WNRX
- Jefferson City, Tennessee; United States;
- Broadcast area: Knoxville, Tennessee
- Frequency: 99.3 MHz
- Branding: 99.3 The Lake

Programming
- Format: Classic rock

Ownership
- Owner: Lakeway Broadcasting, LLC

History
- First air date: February 1, 1977 (as WSBM)
- Former call signs: WSBM (1977–1984) WKJQ (1984–1987) WJFC-FM (1987–1992) WNDD (1992–1994) WUSK (2/1994-9/1994) WEZG (1994–2004)

Technical information
- Licensing authority: FCC
- Facility ID: 18403
- Class: A
- ERP: 950 watts
- HAAT: 84 meters (276 ft)

Links
- Public license information: Public file; LMS;

= WNRX =

WNRX (99.3 FM) is a radio station in Jefferson City, Tennessee and is owned by Lakeway Broadcasting, LLC and airs a classic rock format. The format is known as 99.3 The Lake.

==History==
WSBM played gospel music in 1979. WKJQ Q-99 was adult contemporary and WJFC-FM played country music. WNDD played smooth jazz along with WNOX-FM, with the two stations calling themselves "Double 99". Then WNDD played country again with the letters WUSK "US-99". As WEZG, the station was adult contemporary "Easy 99", then CHR "Electric 99", and country once again as "I-99", followed by oldies and Spanish.

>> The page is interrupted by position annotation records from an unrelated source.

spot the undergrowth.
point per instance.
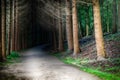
(12, 58)
(104, 74)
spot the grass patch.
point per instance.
(104, 74)
(10, 59)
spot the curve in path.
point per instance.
(36, 64)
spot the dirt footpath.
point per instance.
(36, 64)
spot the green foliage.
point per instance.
(102, 75)
(113, 37)
(13, 55)
(105, 75)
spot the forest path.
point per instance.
(37, 64)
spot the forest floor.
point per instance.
(36, 64)
(108, 69)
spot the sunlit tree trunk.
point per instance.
(3, 12)
(8, 27)
(0, 36)
(119, 16)
(60, 44)
(114, 25)
(75, 28)
(98, 31)
(12, 26)
(69, 25)
(16, 25)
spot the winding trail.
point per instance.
(37, 64)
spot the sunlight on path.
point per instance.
(38, 65)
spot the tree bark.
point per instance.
(69, 25)
(75, 28)
(114, 27)
(60, 47)
(119, 16)
(12, 26)
(98, 31)
(3, 15)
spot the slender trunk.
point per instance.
(69, 25)
(114, 27)
(13, 26)
(16, 25)
(75, 28)
(61, 48)
(119, 16)
(98, 30)
(108, 27)
(3, 15)
(8, 26)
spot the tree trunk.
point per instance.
(16, 25)
(75, 28)
(69, 25)
(3, 15)
(114, 25)
(98, 31)
(119, 16)
(8, 27)
(61, 47)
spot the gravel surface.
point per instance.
(37, 64)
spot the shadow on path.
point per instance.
(37, 64)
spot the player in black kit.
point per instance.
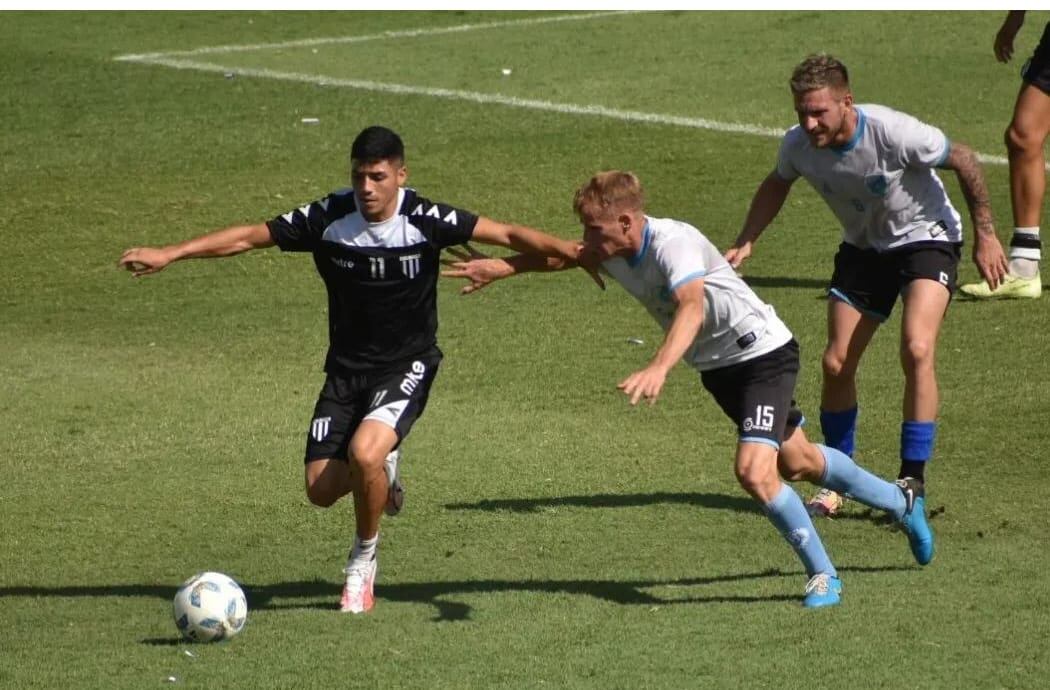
(377, 248)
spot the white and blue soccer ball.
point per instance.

According to RadioDiscussions.com, WNRX is currently silent. On April 11, 2014, it was reported that Cumulus Media had sold WNRX to Lakeway Broadcasting for $15,000. On October 22, 2014 WNRX launched a classic rock format.
WNRX is currently broadcasting "Classic Rock and Sports" with the sports emphasis being on University of Tennessee and Jefferson County Schools athletics.

The station is an affiliate of the syndicated Pink Floyd program "Floydian Slip."